It’s Pride week in the nation’s capital and the city’s mayor has one thing to say to Canadians:

“It doesn’t matter who you love. It’s your life. Live it as you should.”

As simple as it sounds, it’s a message Ottawa Mayor Jim Watson said he wishes he heard when he was a teenager growing up in the 1970s and struggling to come to terms with his sexuality. Perhaps it would have encouraged him not to wait nearly four decades to come out as gay.

On Saturday, Watson finally wrenched open the closet door in a personal column published in the Ottawa Citizen.

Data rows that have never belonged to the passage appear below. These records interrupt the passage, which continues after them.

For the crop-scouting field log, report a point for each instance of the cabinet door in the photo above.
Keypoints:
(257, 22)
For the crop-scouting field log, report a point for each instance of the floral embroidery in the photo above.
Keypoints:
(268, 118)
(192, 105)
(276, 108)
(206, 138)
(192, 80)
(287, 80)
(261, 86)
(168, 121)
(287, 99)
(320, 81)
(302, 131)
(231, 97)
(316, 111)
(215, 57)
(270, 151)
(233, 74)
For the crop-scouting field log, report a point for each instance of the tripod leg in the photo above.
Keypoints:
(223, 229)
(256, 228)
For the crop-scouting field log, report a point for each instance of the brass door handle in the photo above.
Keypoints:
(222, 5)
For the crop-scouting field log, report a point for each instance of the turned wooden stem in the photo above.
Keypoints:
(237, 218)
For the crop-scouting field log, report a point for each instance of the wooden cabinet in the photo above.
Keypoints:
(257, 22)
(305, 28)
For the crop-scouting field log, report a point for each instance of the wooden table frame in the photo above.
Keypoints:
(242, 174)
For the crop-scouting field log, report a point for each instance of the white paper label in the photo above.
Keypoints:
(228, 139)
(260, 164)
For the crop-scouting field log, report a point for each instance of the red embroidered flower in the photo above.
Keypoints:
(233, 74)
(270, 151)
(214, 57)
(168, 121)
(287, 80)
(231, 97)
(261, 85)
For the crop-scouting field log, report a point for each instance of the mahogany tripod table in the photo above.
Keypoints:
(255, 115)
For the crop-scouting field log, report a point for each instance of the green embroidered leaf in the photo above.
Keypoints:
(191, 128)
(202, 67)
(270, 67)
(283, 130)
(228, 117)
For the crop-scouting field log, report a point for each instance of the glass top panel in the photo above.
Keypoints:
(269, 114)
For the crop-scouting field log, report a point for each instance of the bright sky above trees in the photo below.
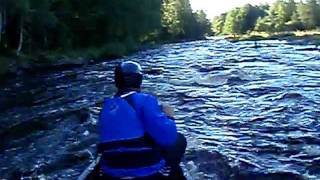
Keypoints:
(216, 7)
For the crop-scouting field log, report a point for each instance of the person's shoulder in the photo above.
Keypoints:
(146, 96)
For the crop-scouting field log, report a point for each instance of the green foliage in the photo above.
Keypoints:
(108, 27)
(218, 23)
(283, 15)
(180, 22)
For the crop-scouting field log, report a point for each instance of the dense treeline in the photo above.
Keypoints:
(283, 15)
(116, 26)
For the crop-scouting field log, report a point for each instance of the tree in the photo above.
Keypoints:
(218, 23)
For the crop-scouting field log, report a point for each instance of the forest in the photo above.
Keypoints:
(283, 15)
(97, 28)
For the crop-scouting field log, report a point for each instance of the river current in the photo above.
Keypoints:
(256, 104)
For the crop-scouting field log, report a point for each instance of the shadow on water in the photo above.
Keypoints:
(248, 113)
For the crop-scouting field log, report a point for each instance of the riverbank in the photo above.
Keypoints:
(12, 65)
(298, 37)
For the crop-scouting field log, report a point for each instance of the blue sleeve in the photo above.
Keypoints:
(158, 125)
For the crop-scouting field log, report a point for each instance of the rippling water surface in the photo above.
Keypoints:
(260, 107)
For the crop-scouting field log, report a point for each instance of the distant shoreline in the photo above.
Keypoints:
(297, 37)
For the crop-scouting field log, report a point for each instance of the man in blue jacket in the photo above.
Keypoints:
(138, 137)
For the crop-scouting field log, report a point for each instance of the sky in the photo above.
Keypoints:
(217, 7)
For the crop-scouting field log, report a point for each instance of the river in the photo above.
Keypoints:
(257, 106)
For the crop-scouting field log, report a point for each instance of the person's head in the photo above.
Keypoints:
(128, 75)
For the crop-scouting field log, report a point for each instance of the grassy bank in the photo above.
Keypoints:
(308, 37)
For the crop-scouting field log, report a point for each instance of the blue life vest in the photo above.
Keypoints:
(127, 150)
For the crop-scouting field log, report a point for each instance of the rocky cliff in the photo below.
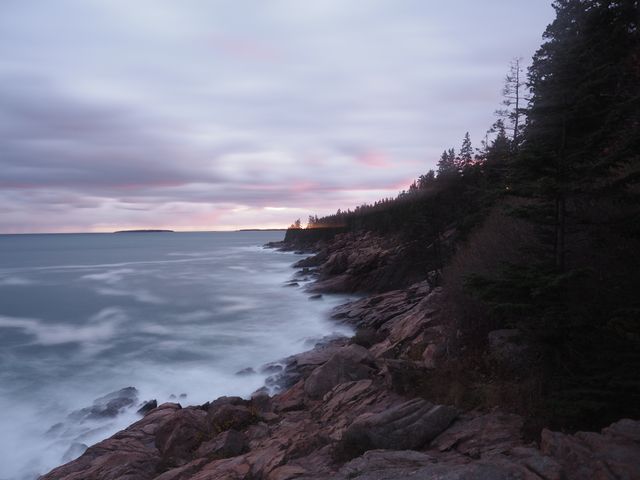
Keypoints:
(358, 408)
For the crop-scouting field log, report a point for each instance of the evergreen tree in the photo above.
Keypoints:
(514, 100)
(447, 163)
(465, 156)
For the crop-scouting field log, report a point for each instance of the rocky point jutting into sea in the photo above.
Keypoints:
(367, 407)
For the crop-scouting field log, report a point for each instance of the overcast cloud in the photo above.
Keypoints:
(202, 115)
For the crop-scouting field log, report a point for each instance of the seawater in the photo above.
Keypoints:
(174, 315)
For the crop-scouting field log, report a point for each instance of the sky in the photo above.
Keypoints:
(219, 115)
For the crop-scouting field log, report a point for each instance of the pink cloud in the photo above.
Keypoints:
(373, 158)
(244, 48)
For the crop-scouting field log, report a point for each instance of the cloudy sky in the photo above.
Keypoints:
(216, 115)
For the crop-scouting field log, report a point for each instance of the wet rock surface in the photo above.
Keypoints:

“I’m gay,” he wrote. “There – I said it; or rather, wrote it. Those two words took me almost four decades to utter, but as they say, ‘Better late than never.’”

In the days since his public declaration, Watson said the responses to it have been mostly positive.

“People have been very, very kind,” he told CTV’s Your Morning on Tuesday. “About 95 per cent of the emails and tweets and so on have been very, very positive and I’m grateful for that.”

As for that other five per cent?

Watson said he’s not taking the insults lying down.

“Social media is an anonymous way to attack people,” he said. “You grow a thicker skin when you’re in politics like I’ve been for many years, but I think it’s just standing up to these bullies and pushing back.”

The mayor isn’t the only one in Ottawa fighting back against homophobia in the city.

On the same day that Watson’s column was published in the paper, a family storytelling event involving drag queens in Ottawa’s Bells Corner neighbourhood was interrupted by an anti-LGBTQ protester. Video of the incident showed the host of the event, Adrianna Exposee, confronting the protester while several other attendees joined her and asked the man to leave.

In response, police officers provided extra security and LGBTQ supporters were out in full force for another Pride event in Ottawa the following day.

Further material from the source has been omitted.